Lab 5
Study a recursive algorithm that produces letter unscramblings
Submit after the end of the lab session
Overview
For this lab, you will study a recursive function that runs through all letter permutations (unscramblings) for a given string. In addition to counting the number of checked permutations, you will modify it so that it includes attempts that use any subset of the letters.
Instructions, questions, and code writing
- Download the zip folder for the lab.
- Run unscramble with strings of various lengths. At what string length does the function take too long for your patience?
- In your own words, describe what happens to the source string and target string at each level.
- How many permutations does a 3 letter string produce? How aboue 4 letters? Write down your answers! How do you know?
- Uncomment the dictionary check (if target in ds) and indent the print so that it only prints actual words. Run it several times on different combinations of letters to see how it works.
- Using the Counter class, add a counter that keeps track of how many dictionary checks occur:
- Create a counter object in unscramble before the recurrence function is called. Give it a meaningful variable name.
- Add the name of your counter object as a fifth argument/parameter to all recurrence calls and its definition.
- Just before the dictionary check in the recurrence function, call the count method on your Counter object.
- At the end of unscramble, print the counter object.
- Run unscramble with the counter. Does its output confirm your predictions?
- Create copies of unscramble and recurrence and call them unscramble2 and recurrence2. Make sure that your copies refer to the new name for all function calls. Modify recurrence2 so that it checks the character target even when there are still characters left in stock. This way, unscramble2 will report letter combinations that only use some of the characters from the original string. Test and check your new function.

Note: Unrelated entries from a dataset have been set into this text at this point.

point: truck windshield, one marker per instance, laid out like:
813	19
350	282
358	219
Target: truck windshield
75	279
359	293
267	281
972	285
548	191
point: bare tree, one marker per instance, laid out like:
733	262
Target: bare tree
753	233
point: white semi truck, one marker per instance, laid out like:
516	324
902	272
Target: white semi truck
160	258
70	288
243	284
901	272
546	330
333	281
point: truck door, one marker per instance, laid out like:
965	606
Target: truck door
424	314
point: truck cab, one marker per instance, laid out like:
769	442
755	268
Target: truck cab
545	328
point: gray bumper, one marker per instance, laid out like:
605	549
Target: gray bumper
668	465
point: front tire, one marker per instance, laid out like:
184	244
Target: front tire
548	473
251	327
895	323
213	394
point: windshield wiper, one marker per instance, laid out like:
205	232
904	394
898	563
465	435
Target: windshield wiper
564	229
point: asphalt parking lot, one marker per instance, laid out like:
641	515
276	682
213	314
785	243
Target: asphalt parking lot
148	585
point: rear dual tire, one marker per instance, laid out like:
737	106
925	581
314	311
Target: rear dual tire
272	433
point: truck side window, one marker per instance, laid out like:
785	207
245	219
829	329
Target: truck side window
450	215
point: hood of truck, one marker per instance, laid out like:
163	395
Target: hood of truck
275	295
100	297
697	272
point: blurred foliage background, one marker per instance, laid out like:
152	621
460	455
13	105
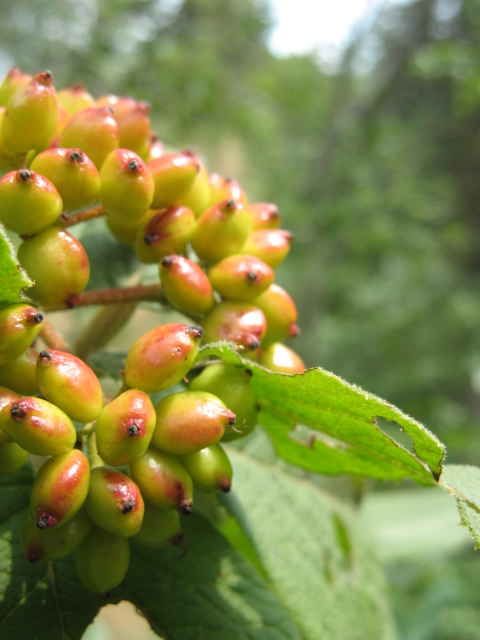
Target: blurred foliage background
376	169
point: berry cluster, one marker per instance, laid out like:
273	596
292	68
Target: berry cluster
68	158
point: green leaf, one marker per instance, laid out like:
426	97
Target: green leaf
463	482
342	434
12	278
315	551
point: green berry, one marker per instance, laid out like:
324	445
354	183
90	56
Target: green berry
60	489
162	356
125	427
59	264
56	542
190	421
210	469
163	481
29	203
114	502
31	115
20	324
102	560
72	173
38	426
185	285
70	384
232	385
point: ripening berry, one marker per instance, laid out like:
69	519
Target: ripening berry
31	115
12	458
210	469
160	527
166	231
240	322
94	131
59	489
114	502
221	231
133	122
75	98
241	277
163	481
127	185
20	324
58	264
19	373
73	174
125	427
38	426
70	384
102	560
264	215
280	312
56	542
161	357
225	189
190	421
186	285
270	245
197	197
232	385
13	81
29	202
173	174
281	359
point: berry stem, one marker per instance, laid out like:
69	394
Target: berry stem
83	216
52	337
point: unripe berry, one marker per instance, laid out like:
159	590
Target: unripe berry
270	245
31	115
222	189
163	481
20	324
127	185
56	542
221	230
114	502
161	357
38	426
185	285
281	359
59	489
173	174
280	312
190	421
210	469
12	458
232	385
94	131
102	560
13	81
264	215
240	322
241	277
70	384
59	265
125	427
75	98
160	527
166	231
19	373
73	174
29	202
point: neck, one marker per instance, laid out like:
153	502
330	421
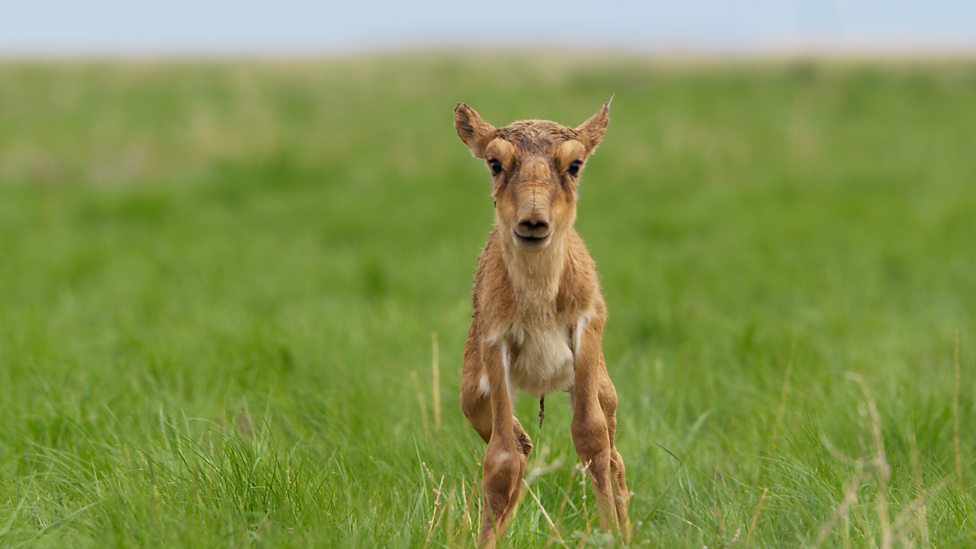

- Question: the recurrence function is somewhat inefficient in that it explores possibilities that won't produce any words. How could this function be made more efficient? Required: a throughtful, refective answer. Optional (somewhat advanced): an implementation of your efficient modification.
Deliverable
Create a text (preferred) or pdf file that contains the following:
- A statement that summarizes your completion of the lab. As appropriate, the statement should
include the following:
- Who you worked with on the lab
- Any difficulties you encountered
- Answer to questions
- Pasted output showing your functions running
- A summary of the files included in the zip folder
Put your files in a folder, zip it and submit it under Lab 5 on D2L. Check that your submitted zip file is complete.
Grading
Your lab submission will be graded using the following rubric:
- + .5 --- Your submission is clearly formatted.
- + .5 --- Your submission includes a summary statement and includes how you collaborated.
- + .5 / 1.0 --- You submitted most of the lab (0.5) or you submitted all of the lab (1.0).
- + .5 --- Your lab submission is generally correct.